1. Give the methods that are used in page table and TLB for searching the accessing pages. Compare the differences on the searches between these two hardwares and give reasons why TLB will help the search of the pages.
Address generated by CPU is divided into:
(1) Page number (p): used as an index into a page table which contains base address of each page in physical memory.
(2) Page offset (d): combined with base address to define the physical memory address that is sent to the memory unit.
When presented with an item, it is compared with all keys simultaneously.
If the page number is found in the TLB, its frame number is immediately available and used to access memory.
If the page number is not in the TLB, a memory reference to the page table must be made.
The differences between page table and TLB are that page table can directly find physical address through the page number while TLB uses the method which compared with all page numbers simultaneously.

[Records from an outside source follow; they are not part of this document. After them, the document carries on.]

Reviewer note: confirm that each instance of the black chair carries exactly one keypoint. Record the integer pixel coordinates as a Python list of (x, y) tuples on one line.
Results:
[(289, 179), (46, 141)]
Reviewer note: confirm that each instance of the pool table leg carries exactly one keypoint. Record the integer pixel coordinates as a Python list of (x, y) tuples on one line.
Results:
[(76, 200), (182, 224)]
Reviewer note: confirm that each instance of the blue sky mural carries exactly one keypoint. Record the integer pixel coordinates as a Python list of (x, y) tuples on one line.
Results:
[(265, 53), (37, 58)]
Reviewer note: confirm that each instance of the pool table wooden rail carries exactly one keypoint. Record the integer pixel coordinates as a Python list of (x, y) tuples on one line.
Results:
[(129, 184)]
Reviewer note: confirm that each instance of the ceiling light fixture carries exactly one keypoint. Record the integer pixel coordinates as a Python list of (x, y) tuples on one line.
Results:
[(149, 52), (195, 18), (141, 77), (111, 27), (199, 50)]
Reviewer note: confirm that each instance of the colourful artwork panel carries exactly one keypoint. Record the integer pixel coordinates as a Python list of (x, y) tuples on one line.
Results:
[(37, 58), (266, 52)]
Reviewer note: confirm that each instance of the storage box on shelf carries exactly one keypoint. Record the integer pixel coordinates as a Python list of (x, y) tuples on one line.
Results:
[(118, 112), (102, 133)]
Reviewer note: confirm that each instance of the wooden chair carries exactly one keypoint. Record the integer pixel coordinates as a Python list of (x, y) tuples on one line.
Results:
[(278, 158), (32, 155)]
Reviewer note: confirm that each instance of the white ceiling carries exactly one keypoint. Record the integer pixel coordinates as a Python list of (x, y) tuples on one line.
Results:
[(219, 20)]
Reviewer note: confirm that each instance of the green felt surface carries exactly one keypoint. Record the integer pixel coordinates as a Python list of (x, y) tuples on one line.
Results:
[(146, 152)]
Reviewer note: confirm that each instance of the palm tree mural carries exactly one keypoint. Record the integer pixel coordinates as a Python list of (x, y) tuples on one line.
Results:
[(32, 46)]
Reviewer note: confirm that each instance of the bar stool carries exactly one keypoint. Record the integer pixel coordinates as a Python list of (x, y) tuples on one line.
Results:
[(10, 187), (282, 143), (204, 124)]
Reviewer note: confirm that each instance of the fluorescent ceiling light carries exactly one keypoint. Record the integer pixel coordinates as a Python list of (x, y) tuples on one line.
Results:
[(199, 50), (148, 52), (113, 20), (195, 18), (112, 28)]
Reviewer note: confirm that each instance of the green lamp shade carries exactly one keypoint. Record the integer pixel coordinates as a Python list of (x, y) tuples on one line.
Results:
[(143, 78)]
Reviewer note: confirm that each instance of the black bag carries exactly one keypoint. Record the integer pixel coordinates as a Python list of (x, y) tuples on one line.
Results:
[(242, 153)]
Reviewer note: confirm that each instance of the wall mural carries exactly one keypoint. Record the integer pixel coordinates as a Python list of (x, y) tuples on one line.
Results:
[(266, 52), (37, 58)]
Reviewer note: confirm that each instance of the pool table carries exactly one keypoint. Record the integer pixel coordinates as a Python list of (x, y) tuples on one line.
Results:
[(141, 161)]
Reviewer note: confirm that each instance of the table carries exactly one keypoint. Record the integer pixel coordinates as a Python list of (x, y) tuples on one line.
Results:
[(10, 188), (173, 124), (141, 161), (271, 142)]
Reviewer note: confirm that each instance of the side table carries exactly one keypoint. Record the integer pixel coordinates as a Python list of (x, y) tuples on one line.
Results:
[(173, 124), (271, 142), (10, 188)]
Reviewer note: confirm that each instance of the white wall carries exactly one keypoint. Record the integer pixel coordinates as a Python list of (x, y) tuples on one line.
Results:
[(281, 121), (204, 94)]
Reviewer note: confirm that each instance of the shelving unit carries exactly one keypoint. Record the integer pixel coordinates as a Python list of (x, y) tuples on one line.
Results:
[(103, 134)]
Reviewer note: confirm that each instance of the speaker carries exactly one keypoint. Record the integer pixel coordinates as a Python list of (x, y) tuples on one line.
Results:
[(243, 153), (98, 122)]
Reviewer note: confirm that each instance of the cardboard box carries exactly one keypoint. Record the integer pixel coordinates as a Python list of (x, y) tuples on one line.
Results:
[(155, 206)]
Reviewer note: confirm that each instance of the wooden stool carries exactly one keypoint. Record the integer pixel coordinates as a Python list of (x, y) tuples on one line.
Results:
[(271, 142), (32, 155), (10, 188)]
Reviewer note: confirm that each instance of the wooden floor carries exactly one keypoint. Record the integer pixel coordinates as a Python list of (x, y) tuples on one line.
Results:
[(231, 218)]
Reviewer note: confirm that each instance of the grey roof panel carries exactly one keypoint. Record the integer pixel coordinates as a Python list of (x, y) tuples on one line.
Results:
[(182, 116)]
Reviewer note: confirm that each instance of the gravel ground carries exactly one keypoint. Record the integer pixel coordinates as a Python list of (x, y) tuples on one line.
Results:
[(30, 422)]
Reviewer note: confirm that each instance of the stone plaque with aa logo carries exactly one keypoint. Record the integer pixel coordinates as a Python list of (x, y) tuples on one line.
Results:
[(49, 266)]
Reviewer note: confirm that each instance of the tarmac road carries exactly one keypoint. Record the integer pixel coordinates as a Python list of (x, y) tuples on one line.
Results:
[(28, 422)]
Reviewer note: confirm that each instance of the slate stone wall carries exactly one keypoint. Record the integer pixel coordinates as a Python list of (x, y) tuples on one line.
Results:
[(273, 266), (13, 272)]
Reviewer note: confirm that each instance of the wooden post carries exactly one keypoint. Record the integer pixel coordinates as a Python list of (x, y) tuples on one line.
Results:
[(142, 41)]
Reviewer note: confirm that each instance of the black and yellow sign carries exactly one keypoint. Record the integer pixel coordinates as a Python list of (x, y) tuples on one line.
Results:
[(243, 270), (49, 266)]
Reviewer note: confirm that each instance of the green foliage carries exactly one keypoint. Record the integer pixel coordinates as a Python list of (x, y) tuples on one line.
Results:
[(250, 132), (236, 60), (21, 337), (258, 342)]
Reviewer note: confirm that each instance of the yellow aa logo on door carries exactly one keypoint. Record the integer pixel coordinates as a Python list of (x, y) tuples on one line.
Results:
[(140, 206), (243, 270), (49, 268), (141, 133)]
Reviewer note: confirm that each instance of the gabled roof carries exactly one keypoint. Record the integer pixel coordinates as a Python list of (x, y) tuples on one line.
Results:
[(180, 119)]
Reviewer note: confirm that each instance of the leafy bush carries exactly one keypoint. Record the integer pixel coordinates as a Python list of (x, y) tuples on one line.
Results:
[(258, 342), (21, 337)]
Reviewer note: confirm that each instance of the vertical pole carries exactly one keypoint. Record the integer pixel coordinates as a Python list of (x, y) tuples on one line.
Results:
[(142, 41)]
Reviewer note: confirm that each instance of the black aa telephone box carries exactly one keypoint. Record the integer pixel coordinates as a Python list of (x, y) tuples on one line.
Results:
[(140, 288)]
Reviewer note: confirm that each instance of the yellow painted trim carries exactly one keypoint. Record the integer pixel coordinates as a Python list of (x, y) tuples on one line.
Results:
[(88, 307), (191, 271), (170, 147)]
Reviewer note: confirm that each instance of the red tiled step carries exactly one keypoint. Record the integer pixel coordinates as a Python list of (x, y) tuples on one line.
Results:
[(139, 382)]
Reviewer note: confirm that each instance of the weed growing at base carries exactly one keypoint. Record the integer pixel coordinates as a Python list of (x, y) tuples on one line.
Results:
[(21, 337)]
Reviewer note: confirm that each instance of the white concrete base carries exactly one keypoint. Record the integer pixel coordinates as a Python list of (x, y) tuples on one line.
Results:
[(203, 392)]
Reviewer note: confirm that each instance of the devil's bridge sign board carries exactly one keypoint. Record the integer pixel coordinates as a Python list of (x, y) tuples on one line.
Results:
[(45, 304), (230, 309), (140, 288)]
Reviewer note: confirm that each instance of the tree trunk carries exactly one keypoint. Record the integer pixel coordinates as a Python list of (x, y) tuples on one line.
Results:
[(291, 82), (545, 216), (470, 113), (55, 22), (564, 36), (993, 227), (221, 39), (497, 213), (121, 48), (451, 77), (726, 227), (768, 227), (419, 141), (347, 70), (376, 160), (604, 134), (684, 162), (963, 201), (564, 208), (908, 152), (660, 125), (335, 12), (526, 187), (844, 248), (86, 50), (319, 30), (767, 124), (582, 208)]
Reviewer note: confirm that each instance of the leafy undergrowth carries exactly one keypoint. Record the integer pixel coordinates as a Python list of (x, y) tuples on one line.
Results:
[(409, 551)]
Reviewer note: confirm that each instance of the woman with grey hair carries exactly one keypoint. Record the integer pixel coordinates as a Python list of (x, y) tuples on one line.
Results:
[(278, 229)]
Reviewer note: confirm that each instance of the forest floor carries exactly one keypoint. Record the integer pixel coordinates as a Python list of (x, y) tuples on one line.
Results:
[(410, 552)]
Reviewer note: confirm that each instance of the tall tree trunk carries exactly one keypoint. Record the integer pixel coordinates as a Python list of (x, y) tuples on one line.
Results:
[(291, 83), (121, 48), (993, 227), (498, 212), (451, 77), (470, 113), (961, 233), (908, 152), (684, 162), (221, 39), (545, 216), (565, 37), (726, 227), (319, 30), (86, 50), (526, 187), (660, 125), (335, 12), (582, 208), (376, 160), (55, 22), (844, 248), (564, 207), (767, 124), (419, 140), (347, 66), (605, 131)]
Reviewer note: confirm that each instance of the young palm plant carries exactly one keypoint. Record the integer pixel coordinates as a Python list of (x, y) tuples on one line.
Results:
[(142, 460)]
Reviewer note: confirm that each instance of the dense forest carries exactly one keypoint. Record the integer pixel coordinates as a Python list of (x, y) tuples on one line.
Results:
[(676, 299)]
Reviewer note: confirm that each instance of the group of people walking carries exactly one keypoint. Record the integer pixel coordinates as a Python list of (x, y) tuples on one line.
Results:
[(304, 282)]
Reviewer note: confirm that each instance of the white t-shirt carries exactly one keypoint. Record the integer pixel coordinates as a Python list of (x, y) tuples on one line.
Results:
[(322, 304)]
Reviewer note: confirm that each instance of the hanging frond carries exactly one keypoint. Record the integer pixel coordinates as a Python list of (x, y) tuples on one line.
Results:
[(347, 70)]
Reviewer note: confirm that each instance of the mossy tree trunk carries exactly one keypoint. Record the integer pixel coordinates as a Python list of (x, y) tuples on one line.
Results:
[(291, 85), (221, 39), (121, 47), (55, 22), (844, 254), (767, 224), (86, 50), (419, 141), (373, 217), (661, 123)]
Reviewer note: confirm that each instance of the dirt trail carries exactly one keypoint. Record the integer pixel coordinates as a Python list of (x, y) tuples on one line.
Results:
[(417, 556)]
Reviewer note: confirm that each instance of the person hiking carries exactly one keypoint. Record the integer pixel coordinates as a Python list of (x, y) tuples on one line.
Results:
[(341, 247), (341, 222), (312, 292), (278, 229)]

If the page number is not in the TLB, and it will go to page table. Because page table is in the main memory, we should use TLB to avoid taking much time to search.
2. What is the purpose of paging the page table?
In certain situations the page tables could become large enough that by paging the page tables, one could simplify the memory allocation problem (by ensuring that everything is allocated as fixed-size pages as opposed to variable-sized chunks) and also enable the swapping of portions of page table that are not currently used.
3. Consider a 32bit address space with 2K bytes page size, assuming that each entry consists of 4 bytes, how much memory are required for the page table for each process? Explain your reason.
The size of each page is 2K (2^11 bytes).
Total number of pages is 2^32/2^11=2^21 pages.
Since each entry is 4 bytes, we require 4x2^21 = 2^23 bytes = 8 MB to hold this table.
4. Compare the main memory organization schemes of contiguous-memory allocation, pure segmentation, and pure paging with respect to the following issues:
a. external fragmentation
b. internal fragmentation
c. ability to share code across processes
Contiguous memory allocation scheme suffers from external fragmentation as address spaces are allocated contiguously and holes develop as old processes dies and new processes are initiated. It also does not allow processes to share code, since a process’s virtual memory segment is not broken into non-contiguous fine grained segments.
Pure segmentation also suffers from external fragmentation as a segment of a process is laid out contiguously in physical memory and fragmentation would occur as segments of dead processes are replaced by segments of new processes.
Segmentation, however, enables processes to share code;for instance, two different processes could share a code segment but have distinct data segments.
Pure paging does not suffer from external fragmentation, but instead suffers from internal fragmentation. Processes are allocated in page granularity and if a page is not completely utilized, it results in internal fragmentation and a corresponding wastage of space.Paging also enables processes to share code at the granularity of pages.